Convert HTML Entity to proper character R

Question

Does anyone know of a generic function in r that can convert ä to its unicode character â? I have seen some functions that take in â, and convert it to a normal character. Any help would be appreciated. Thanks.

Edit: Below is a record of data, which I probably have over 1 million records. Is there an easier solution other than reading the data into a massive vector, and for each element, changing the records?

wine/name: 1999 Domaine Robert Chevillon Nuits St. Georges 1er Cru Les Vaucrains
wine/wineId: 43163
wine/variant: Pinot Noir
wine/year: 1999
review/points: N/A
review/time: 1337385600
review/userId: 1
review/userName: Eric
review/text: Well this is awfully gorgeous, especially with a nicely grilled piece of Copper River sockeye. Pine needle and piercing perfume move to a remarkably energetic and youthful palate of pure, twangy, red fruit. Beneath that is a fair amount of umami and savory aspect with a surprising amount of tannin. Lots of goodness here. Still quite young but already rewarding at this stage.

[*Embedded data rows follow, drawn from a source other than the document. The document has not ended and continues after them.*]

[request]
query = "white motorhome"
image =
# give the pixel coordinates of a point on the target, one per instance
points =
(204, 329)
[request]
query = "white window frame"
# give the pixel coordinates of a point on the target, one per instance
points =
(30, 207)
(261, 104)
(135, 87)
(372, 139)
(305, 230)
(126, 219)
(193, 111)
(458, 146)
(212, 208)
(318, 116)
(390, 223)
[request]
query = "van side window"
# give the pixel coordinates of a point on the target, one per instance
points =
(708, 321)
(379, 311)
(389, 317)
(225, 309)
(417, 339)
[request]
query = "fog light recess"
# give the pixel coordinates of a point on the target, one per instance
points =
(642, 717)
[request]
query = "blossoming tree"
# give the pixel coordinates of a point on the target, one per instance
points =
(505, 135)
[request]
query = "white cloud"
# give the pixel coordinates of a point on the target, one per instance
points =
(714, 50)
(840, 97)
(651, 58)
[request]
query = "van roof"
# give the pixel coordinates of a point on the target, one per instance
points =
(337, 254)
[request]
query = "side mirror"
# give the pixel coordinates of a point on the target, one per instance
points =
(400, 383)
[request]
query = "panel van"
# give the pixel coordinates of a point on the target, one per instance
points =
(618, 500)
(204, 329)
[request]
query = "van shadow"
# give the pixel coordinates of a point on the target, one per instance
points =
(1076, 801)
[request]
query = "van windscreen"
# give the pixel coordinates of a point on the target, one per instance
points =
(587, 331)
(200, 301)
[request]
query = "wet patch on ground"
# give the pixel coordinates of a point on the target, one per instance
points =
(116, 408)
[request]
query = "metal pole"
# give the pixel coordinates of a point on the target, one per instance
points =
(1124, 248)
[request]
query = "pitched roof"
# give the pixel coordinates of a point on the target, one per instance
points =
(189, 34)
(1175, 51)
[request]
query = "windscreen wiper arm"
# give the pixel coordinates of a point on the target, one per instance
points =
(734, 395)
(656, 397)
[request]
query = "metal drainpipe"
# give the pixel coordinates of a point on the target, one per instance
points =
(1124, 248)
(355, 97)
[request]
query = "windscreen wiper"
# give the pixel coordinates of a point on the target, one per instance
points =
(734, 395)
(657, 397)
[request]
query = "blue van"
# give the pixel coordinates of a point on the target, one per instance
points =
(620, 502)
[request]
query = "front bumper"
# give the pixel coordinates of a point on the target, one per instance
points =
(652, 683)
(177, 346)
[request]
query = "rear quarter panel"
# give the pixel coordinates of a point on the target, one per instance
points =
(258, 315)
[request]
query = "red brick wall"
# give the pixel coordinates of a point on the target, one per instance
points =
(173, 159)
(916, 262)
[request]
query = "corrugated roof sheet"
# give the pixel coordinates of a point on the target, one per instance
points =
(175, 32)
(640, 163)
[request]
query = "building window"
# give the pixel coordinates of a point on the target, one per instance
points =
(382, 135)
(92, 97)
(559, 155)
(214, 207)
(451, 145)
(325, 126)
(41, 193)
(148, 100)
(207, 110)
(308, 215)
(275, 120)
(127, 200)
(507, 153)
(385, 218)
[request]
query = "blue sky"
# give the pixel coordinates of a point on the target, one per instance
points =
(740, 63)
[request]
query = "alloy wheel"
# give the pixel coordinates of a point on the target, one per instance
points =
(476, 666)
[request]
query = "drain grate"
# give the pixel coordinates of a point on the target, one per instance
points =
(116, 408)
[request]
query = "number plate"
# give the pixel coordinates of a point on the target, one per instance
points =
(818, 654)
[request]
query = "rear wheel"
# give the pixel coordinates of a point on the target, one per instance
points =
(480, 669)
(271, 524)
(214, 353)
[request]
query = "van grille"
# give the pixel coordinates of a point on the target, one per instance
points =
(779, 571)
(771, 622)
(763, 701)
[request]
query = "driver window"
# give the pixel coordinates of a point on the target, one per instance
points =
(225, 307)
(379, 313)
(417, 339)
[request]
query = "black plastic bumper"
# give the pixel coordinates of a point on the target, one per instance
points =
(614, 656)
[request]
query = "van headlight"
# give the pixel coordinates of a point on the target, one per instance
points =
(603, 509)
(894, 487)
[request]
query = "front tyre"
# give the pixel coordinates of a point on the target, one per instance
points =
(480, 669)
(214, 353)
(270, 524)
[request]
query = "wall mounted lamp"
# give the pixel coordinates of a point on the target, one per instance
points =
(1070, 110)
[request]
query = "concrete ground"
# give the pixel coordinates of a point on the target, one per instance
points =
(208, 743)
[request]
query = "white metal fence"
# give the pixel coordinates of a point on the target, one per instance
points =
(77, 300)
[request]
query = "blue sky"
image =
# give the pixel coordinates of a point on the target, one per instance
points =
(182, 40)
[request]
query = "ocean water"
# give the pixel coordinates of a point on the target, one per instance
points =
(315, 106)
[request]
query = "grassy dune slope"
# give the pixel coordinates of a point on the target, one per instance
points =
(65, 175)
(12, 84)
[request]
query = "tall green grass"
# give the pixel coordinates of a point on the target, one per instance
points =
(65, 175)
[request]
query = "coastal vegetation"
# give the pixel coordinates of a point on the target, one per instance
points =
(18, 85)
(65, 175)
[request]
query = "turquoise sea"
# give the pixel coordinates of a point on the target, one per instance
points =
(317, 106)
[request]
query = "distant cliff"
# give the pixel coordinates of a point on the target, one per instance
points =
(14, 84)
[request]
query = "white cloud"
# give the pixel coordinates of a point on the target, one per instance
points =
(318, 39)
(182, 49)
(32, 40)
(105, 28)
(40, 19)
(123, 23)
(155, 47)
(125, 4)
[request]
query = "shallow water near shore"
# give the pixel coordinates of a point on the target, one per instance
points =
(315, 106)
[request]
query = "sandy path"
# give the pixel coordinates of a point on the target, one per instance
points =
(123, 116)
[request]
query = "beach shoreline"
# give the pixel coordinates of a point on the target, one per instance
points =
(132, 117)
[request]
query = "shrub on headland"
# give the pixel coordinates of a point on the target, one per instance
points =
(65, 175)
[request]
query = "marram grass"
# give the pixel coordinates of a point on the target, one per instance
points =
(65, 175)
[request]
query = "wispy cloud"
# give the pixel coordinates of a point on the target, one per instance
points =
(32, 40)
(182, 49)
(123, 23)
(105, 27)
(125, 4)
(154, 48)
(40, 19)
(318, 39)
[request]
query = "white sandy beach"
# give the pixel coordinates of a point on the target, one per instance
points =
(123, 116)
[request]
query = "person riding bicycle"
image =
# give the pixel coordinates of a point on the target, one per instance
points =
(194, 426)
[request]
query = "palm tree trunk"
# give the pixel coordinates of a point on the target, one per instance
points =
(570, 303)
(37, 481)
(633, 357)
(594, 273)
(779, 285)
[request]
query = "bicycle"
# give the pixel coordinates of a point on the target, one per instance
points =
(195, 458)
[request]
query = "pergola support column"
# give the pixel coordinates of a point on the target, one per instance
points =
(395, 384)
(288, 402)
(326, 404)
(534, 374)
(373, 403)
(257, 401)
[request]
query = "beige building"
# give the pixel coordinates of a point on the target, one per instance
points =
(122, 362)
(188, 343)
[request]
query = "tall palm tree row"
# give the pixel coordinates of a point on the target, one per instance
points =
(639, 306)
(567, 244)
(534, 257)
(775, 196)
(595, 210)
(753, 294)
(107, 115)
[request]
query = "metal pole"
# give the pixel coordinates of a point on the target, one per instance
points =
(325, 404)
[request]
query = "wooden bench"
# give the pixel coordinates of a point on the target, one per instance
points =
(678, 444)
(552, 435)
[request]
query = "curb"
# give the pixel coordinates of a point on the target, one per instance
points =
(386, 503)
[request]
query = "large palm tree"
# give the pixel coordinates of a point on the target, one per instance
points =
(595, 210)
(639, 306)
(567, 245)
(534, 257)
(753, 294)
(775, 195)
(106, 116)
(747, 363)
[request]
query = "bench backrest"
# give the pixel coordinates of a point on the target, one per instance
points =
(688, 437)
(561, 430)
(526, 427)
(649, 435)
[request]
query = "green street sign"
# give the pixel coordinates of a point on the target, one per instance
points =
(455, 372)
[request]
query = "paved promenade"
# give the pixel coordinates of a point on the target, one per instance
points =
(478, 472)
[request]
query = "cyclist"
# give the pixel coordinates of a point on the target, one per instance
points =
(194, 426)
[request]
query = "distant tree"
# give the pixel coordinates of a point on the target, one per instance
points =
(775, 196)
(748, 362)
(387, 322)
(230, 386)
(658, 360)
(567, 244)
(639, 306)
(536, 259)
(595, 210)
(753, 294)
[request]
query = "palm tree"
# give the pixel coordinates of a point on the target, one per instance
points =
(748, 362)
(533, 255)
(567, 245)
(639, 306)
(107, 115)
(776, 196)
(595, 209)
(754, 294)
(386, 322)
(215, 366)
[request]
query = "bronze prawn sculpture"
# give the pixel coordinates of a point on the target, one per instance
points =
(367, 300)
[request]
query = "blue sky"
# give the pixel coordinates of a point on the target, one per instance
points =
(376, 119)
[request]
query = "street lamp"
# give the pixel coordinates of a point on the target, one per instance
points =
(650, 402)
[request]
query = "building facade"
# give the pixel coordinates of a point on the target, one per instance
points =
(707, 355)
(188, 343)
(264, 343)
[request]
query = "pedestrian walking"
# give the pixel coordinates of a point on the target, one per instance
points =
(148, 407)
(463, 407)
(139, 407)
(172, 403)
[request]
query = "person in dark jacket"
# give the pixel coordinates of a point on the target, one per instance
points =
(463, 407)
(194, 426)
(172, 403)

wine/name: 2001 Karth&#228;userhof Eitelsbacher Karth&#228;userhofberg Riesling Sp&#228;tlese
wine/wineId: 3058
wine/variant: Riesling
wine/year: 2001
review/points: N/A
review/time: 1095120000
review/userId: 1
review/userName: Eric
review/text: Hideously corked!

Update: Using the function stri_trans_general function will convert any Â to a correct lowercase character, and vapply results need to be assigned to save changes.

#cellartracker-10records is the test file to use  
 tester <- "/Users/petergensler/Desktop/Wine Analysis/cellartracker-10records.txt"
 decode <- function(x) {   xmlValue(getNodeSet(htmlParse(tester), "//p")[[1]]) }

#Using vector, as we want to iterate over the raw file for cleaning
poop <- vapply(tester, decode, character(1), USE.NAMES = FALSE)

#Now use stringi to convert all characters to correct characters poop           
poop <- stringi::stri_trans_general(poop, "Latin-ASCII")
writeLines(poop, "wines.txt")

http://stackoverflow.com/questions/16028658/unicode-conversion-and-export-in-r — Josh Brody, Mar 10 '17 at 21:50
See [this](https://stackoverflow.com/a/22157168/1548942) answer. — Davor Josipovic, Dec 23 '19 at 15:37

Gavin Simpson · Accepted Answer · 2017-03-10T20:00:59.867

3

Here's one way via the XML package:

txt <- "wine/name: 2003 Karth&#228;userhof Eitelsbacher Karth&#228;userhofberg Riesling Kabinett"

library("XML")
xmlValue(getNodeSet(htmlParse(txt, asText = TRUE), "//p")[[1]])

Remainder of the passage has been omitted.